現在ではただ平坦な野原が広がっているという印象の平城宮跡ですが、平城京が造営される以前は、南北方向にふたつの谷が入り込んだ起伏のある地形でした。平城宮の造営にあたっては大規模な土木工事が行われ、谷状の地形を埋め立て、今見るような平坦な地形が人工的に作り出されたのです。しかし現在でも旧地形の名残りは、平城宮跡の北側にある佐紀池と水上池によってうかがい知ることができます。また旧地形で谷だった箇所は、現在でも地下水脈が通っており、湿った土地となっています。こうした水分を多く含んだ土中に埋まった有機物は、酸素に触れることがないため腐朽せずに残存することも多く、平城宮跡ではこうした場所から木簡をはじめとする木製品が数多く出土しています。

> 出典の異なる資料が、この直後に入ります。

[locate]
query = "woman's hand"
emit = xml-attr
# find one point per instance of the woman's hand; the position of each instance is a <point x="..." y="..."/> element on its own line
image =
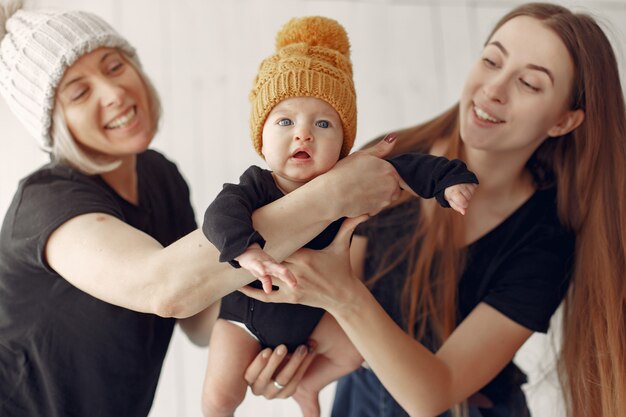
<point x="325" y="278"/>
<point x="276" y="374"/>
<point x="363" y="182"/>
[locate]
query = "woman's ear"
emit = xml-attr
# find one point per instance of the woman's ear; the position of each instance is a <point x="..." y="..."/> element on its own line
<point x="570" y="121"/>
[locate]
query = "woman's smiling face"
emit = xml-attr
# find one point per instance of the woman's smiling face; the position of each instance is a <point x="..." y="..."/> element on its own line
<point x="106" y="104"/>
<point x="518" y="91"/>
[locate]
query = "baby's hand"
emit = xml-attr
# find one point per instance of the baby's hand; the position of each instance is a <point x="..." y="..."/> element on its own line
<point x="264" y="267"/>
<point x="459" y="195"/>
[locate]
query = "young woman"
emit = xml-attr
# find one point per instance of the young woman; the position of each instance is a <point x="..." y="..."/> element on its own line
<point x="541" y="121"/>
<point x="98" y="251"/>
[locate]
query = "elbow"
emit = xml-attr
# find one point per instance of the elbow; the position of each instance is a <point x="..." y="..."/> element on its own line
<point x="167" y="307"/>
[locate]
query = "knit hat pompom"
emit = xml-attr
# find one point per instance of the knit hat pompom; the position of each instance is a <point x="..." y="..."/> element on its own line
<point x="312" y="59"/>
<point x="8" y="9"/>
<point x="314" y="31"/>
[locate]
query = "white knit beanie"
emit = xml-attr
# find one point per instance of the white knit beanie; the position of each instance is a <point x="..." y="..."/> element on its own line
<point x="36" y="47"/>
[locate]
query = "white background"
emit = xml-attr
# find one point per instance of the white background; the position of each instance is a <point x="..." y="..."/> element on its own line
<point x="410" y="58"/>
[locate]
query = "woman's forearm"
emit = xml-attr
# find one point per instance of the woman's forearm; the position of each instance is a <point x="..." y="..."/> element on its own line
<point x="415" y="377"/>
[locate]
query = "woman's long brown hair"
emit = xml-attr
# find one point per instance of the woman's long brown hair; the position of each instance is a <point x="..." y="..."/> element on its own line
<point x="588" y="166"/>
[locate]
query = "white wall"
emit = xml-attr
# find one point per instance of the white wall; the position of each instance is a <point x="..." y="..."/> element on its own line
<point x="410" y="57"/>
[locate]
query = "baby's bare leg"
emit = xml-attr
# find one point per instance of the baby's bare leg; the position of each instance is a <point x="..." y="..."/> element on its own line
<point x="230" y="353"/>
<point x="336" y="357"/>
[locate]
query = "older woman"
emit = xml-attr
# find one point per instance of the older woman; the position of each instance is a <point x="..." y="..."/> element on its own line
<point x="98" y="251"/>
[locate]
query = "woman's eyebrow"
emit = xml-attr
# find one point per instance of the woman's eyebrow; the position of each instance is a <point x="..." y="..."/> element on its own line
<point x="529" y="66"/>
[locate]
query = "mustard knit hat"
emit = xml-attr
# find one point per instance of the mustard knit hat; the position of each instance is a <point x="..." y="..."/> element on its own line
<point x="36" y="47"/>
<point x="312" y="59"/>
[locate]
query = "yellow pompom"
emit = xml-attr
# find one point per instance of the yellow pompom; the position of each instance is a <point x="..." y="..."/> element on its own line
<point x="314" y="31"/>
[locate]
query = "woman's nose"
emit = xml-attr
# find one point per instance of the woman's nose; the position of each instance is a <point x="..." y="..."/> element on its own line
<point x="496" y="89"/>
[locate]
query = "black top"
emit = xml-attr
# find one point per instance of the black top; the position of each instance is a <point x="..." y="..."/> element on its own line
<point x="64" y="353"/>
<point x="228" y="219"/>
<point x="521" y="268"/>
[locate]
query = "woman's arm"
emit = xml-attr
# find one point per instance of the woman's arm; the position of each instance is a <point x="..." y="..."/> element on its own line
<point x="114" y="262"/>
<point x="424" y="384"/>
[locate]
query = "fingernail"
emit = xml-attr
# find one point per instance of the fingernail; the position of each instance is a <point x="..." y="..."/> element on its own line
<point x="390" y="138"/>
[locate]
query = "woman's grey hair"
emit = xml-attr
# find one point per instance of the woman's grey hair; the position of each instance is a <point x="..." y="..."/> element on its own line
<point x="65" y="148"/>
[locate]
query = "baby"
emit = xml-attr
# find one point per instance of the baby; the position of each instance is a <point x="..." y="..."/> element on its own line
<point x="303" y="120"/>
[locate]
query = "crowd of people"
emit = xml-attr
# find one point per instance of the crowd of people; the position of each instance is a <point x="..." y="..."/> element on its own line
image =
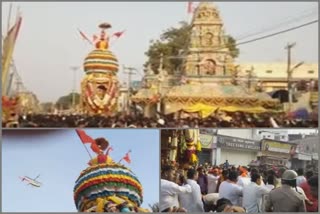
<point x="137" y="120"/>
<point x="229" y="189"/>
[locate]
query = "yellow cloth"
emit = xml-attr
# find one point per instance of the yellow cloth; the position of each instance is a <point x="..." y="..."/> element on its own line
<point x="94" y="161"/>
<point x="207" y="110"/>
<point x="100" y="205"/>
<point x="198" y="147"/>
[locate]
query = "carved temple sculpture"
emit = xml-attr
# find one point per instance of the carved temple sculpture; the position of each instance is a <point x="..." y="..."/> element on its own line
<point x="99" y="88"/>
<point x="207" y="53"/>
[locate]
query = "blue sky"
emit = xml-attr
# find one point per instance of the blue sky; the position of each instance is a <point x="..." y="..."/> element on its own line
<point x="49" y="43"/>
<point x="59" y="157"/>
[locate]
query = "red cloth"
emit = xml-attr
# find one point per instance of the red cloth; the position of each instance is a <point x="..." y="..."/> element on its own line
<point x="102" y="158"/>
<point x="127" y="158"/>
<point x="306" y="188"/>
<point x="190" y="8"/>
<point x="118" y="34"/>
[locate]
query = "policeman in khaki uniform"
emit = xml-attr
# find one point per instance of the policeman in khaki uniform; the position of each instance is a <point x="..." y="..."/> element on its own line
<point x="285" y="198"/>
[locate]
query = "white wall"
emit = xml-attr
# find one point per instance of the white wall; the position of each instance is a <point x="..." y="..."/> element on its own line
<point x="240" y="133"/>
<point x="276" y="134"/>
<point x="236" y="157"/>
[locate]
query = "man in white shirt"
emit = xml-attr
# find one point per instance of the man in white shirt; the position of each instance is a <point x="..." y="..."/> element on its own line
<point x="300" y="179"/>
<point x="169" y="189"/>
<point x="192" y="202"/>
<point x="253" y="193"/>
<point x="230" y="190"/>
<point x="213" y="178"/>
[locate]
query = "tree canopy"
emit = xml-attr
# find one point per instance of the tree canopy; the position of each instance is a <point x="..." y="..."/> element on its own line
<point x="172" y="43"/>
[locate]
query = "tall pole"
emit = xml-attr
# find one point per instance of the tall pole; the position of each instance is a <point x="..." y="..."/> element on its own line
<point x="74" y="69"/>
<point x="130" y="73"/>
<point x="250" y="77"/>
<point x="289" y="73"/>
<point x="160" y="82"/>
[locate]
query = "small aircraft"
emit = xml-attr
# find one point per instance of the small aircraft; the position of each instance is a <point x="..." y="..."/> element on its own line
<point x="31" y="181"/>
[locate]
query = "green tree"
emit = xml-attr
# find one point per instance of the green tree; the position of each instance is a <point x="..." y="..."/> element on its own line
<point x="155" y="207"/>
<point x="172" y="43"/>
<point x="47" y="107"/>
<point x="65" y="102"/>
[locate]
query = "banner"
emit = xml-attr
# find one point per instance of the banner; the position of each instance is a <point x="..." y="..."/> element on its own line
<point x="206" y="141"/>
<point x="274" y="146"/>
<point x="237" y="143"/>
<point x="8" y="47"/>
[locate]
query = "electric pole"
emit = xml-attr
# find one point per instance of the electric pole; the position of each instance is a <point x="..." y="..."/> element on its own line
<point x="130" y="73"/>
<point x="250" y="75"/>
<point x="289" y="72"/>
<point x="74" y="69"/>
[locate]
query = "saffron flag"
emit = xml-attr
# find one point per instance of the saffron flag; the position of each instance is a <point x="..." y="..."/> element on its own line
<point x="87" y="139"/>
<point x="94" y="38"/>
<point x="190" y="8"/>
<point x="118" y="34"/>
<point x="127" y="157"/>
<point x="84" y="36"/>
<point x="109" y="150"/>
<point x="8" y="48"/>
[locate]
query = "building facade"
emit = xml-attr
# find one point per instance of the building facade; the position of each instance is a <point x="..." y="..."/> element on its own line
<point x="238" y="151"/>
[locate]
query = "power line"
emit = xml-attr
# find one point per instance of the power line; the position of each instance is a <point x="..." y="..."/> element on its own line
<point x="277" y="33"/>
<point x="264" y="30"/>
<point x="286" y="21"/>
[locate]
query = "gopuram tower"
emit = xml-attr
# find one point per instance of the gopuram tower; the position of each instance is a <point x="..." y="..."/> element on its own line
<point x="207" y="53"/>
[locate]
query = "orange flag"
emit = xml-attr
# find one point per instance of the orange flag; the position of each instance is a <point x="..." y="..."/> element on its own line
<point x="87" y="139"/>
<point x="127" y="157"/>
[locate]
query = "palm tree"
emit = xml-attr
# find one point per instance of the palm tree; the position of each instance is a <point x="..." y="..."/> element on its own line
<point x="155" y="207"/>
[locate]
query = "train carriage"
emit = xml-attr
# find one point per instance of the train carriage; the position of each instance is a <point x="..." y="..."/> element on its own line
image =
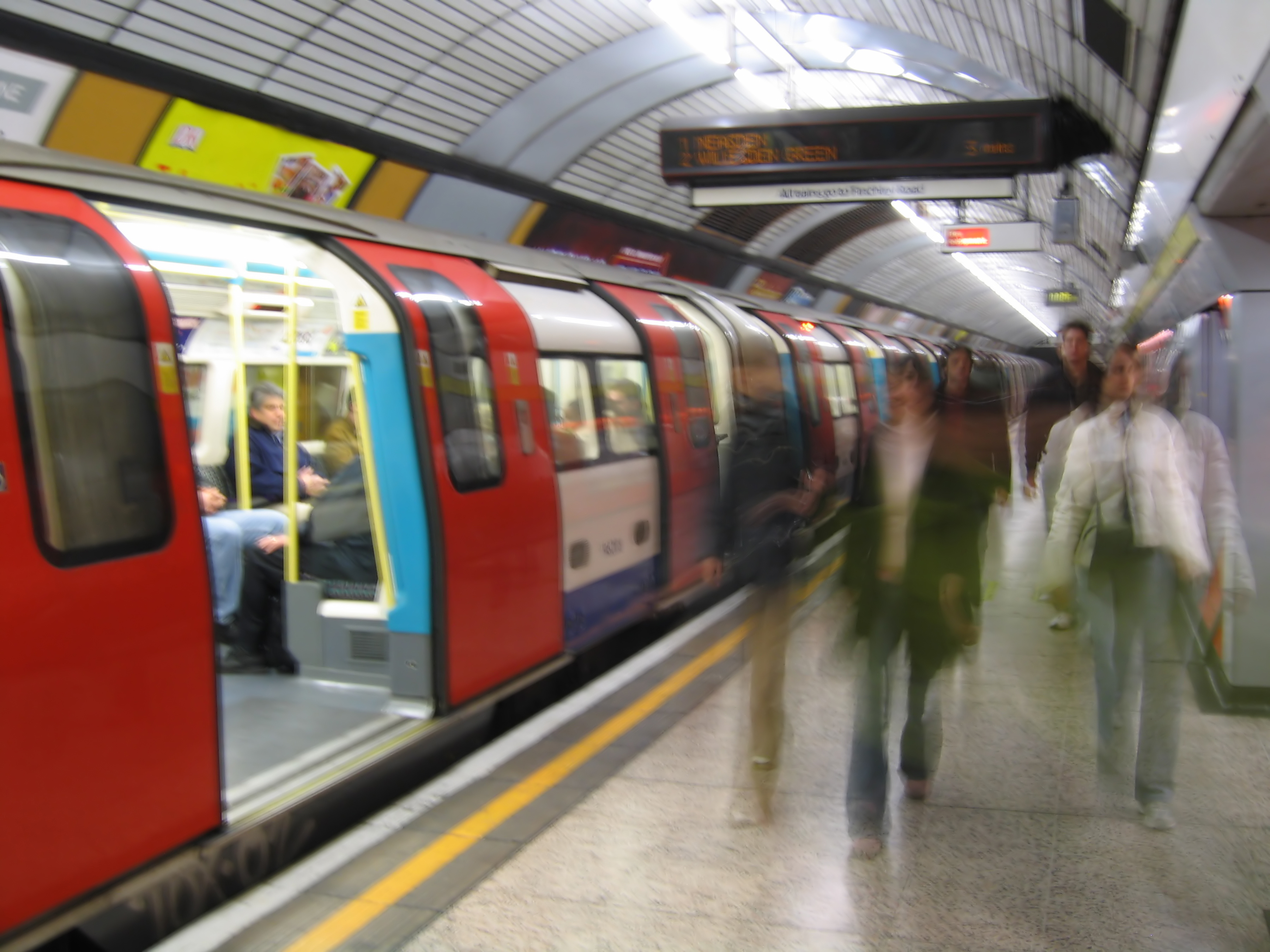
<point x="543" y="445"/>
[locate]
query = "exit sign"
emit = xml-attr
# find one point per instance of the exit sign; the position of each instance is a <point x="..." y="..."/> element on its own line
<point x="1004" y="237"/>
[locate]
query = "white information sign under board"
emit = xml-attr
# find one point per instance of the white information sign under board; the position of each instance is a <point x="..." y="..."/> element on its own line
<point x="1004" y="237"/>
<point x="903" y="190"/>
<point x="31" y="92"/>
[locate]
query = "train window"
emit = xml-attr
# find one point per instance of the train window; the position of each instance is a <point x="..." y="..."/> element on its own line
<point x="465" y="386"/>
<point x="696" y="385"/>
<point x="808" y="376"/>
<point x="628" y="419"/>
<point x="846" y="389"/>
<point x="831" y="390"/>
<point x="86" y="394"/>
<point x="194" y="379"/>
<point x="571" y="410"/>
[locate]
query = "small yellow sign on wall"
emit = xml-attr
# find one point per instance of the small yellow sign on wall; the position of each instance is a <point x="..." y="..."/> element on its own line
<point x="215" y="146"/>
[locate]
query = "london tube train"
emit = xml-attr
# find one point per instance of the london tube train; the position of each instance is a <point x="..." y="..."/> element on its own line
<point x="519" y="514"/>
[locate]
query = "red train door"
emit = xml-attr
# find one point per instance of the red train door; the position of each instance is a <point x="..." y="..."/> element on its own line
<point x="817" y="419"/>
<point x="493" y="468"/>
<point x="870" y="375"/>
<point x="690" y="457"/>
<point x="107" y="676"/>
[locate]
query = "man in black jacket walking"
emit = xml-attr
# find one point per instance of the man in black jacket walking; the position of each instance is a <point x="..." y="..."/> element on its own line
<point x="1064" y="389"/>
<point x="766" y="501"/>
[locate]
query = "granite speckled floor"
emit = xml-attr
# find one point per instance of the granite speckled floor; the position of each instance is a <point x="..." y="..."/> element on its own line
<point x="1022" y="846"/>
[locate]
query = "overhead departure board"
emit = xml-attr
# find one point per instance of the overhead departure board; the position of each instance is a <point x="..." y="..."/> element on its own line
<point x="948" y="139"/>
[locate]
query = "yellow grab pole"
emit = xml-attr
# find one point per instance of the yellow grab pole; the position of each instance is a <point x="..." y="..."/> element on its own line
<point x="290" y="490"/>
<point x="371" y="480"/>
<point x="242" y="444"/>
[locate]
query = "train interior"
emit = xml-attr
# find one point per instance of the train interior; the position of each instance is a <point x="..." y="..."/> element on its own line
<point x="234" y="289"/>
<point x="592" y="416"/>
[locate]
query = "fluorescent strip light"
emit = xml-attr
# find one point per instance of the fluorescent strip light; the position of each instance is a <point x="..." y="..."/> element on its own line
<point x="201" y="270"/>
<point x="690" y="30"/>
<point x="816" y="89"/>
<point x="919" y="222"/>
<point x="925" y="228"/>
<point x="764" y="92"/>
<point x="1001" y="292"/>
<point x="831" y="49"/>
<point x="768" y="45"/>
<point x="876" y="61"/>
<point x="31" y="260"/>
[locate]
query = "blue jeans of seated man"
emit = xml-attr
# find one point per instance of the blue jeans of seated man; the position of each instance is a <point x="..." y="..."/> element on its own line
<point x="1130" y="601"/>
<point x="226" y="532"/>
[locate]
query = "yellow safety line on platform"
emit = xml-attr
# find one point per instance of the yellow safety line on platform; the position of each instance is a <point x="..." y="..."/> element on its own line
<point x="365" y="908"/>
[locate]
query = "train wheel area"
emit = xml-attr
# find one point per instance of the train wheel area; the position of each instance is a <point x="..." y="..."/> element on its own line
<point x="634" y="844"/>
<point x="512" y="787"/>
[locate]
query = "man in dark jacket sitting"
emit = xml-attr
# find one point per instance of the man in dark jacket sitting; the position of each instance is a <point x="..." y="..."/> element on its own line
<point x="337" y="545"/>
<point x="267" y="417"/>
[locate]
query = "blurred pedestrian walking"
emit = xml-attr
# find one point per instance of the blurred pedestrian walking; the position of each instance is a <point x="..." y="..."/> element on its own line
<point x="1064" y="399"/>
<point x="1127" y="512"/>
<point x="912" y="565"/>
<point x="768" y="503"/>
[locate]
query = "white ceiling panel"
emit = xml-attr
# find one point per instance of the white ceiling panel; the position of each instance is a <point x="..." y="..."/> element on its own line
<point x="435" y="72"/>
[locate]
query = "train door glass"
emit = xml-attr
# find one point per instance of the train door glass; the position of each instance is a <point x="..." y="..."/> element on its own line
<point x="233" y="291"/>
<point x="718" y="365"/>
<point x="464" y="383"/>
<point x="696" y="385"/>
<point x="107" y="670"/>
<point x="497" y="555"/>
<point x="86" y="397"/>
<point x="571" y="410"/>
<point x="628" y="407"/>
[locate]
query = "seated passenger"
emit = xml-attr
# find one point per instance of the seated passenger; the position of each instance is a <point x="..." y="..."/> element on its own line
<point x="267" y="418"/>
<point x="567" y="447"/>
<point x="625" y="418"/>
<point x="342" y="445"/>
<point x="226" y="532"/>
<point x="337" y="546"/>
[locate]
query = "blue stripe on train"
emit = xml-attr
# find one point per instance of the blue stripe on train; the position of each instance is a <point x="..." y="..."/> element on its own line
<point x="611" y="603"/>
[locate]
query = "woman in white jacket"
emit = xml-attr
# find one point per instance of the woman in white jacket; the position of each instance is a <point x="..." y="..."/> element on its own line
<point x="1127" y="512"/>
<point x="1210" y="474"/>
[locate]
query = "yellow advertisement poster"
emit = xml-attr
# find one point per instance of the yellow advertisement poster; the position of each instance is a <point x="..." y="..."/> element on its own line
<point x="214" y="146"/>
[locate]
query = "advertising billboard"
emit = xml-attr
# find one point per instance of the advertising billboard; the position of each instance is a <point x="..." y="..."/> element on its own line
<point x="578" y="235"/>
<point x="214" y="146"/>
<point x="31" y="92"/>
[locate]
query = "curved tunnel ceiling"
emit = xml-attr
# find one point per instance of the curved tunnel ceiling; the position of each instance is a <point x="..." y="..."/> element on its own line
<point x="571" y="93"/>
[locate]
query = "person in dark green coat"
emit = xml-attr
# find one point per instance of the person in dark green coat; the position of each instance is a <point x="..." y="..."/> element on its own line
<point x="912" y="567"/>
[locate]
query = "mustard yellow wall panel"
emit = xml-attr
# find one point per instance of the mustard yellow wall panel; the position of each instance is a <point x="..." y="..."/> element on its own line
<point x="391" y="191"/>
<point x="215" y="146"/>
<point x="107" y="118"/>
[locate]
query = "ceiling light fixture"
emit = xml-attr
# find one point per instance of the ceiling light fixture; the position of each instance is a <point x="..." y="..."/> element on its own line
<point x="768" y="45"/>
<point x="925" y="228"/>
<point x="1001" y="292"/>
<point x="919" y="221"/>
<point x="691" y="31"/>
<point x="816" y="89"/>
<point x="831" y="49"/>
<point x="876" y="61"/>
<point x="764" y="92"/>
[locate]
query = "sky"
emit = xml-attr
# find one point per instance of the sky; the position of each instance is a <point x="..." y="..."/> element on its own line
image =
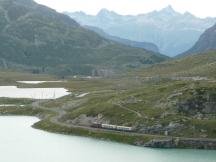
<point x="200" y="8"/>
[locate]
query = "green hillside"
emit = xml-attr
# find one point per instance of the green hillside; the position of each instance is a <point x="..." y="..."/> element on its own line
<point x="202" y="65"/>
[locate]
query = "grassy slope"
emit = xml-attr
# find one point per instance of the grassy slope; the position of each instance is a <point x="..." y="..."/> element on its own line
<point x="135" y="100"/>
<point x="196" y="65"/>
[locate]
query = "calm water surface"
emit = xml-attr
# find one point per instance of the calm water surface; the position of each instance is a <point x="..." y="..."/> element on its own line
<point x="21" y="143"/>
<point x="33" y="93"/>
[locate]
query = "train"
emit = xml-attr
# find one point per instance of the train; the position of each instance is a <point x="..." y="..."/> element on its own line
<point x="112" y="127"/>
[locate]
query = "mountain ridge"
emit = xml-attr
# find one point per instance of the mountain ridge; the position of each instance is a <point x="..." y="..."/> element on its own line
<point x="206" y="42"/>
<point x="37" y="38"/>
<point x="161" y="27"/>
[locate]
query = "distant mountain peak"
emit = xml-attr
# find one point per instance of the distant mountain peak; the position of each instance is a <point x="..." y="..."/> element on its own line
<point x="169" y="8"/>
<point x="105" y="12"/>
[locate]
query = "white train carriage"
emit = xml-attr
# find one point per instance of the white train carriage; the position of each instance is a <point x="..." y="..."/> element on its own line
<point x="123" y="128"/>
<point x="116" y="127"/>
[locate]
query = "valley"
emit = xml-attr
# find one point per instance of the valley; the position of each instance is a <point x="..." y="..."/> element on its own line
<point x="161" y="104"/>
<point x="147" y="80"/>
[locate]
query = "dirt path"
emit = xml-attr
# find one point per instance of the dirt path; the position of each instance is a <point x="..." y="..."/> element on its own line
<point x="61" y="112"/>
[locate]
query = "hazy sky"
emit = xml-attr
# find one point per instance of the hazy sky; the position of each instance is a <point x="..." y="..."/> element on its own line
<point x="201" y="8"/>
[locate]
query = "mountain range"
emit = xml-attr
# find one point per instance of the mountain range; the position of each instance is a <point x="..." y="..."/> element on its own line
<point x="145" y="45"/>
<point x="37" y="38"/>
<point x="206" y="42"/>
<point x="172" y="32"/>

平城宮跡資料館にも出土した木簡が、保存処理を施された上で展示されています。木簡のうち多くの比率を占めるのが荷札木簡であり、そこに書かれている品名から、全国から貢納として運ばれてきた品目(例えばカツオやアワビなどの海産物)を知ることができます。また木簡のうちのいくつかは縦に三つに割かれた状態で出土していますが、これは用済みとなった木簡を籌木として再利用したものと考えられます。籌木とは大便をした際に尻をぬぐう木べらのことで、いわばトイレットペーパーのようなものです。
B大極門・東楼
大極門は大極殿院の南門であり、平城宮跡の中で最も新しく復元された建物です。大極門の左右には東楼と西楼という高層の建物があり、このうち現在、東楼の復元工事が進められています。
東楼の復元工事現場には工事用の巨大な素屋根がかけられています。これは大極門の復元工事でも用いられたもので、大極門の竣工後、そのまま横にスライドして東楼の位置に移されました。東楼が完成したら、今度は西楼の位置までスライドされる予定です。
C第一次大極殿
平城宮の中心的な大型建物で、その中には天皇が座る高御座が置かれていました。大極殿の前面は広場となっており、そこで即位の礼や元日朝賀などの国家的に重要な儀礼が行われました。「大極」とは北極星のことで、宇宙の中心と考えられたことから、天皇が世界の中心にいることを象徴的に表した建物となっています。もともとこの思想は中国に由来し、皇帝を北極星になぞらえ、皇帝が世界の中心にいることを表す建物として「太極殿」が建てました。平城京は中国の唐の長安城をモデルに造営されたため、その「太極殿」にならって「大極殿」を建てたのです。
しかし中国の世界観からすると、中国の皇帝以外に世界の中心があってはならず、平城宮に大極殿があることは許しがたいことであったと考えられます。しかし一方で日本は、天皇をあくまで中国の皇帝と対等な存在とするという外交姿勢をつらぬきました。それは厩戸皇子(聖徳太子)が隋の煬帝に送った国書に「日出る処の天子、書を日没する処の天子に致す。つつがなきや」と書いたことに始まります。この国書を読み煬帝は激怒したと伝えられていますが、それはしばしば誤解されるように「日没する処」という表現に怒ったのではありません。中国の世界観では「天子(皇帝)」はただ一人の存在であり、日本の天皇が皇帝と対等な「天子」と名乗ったことに怒ったのです。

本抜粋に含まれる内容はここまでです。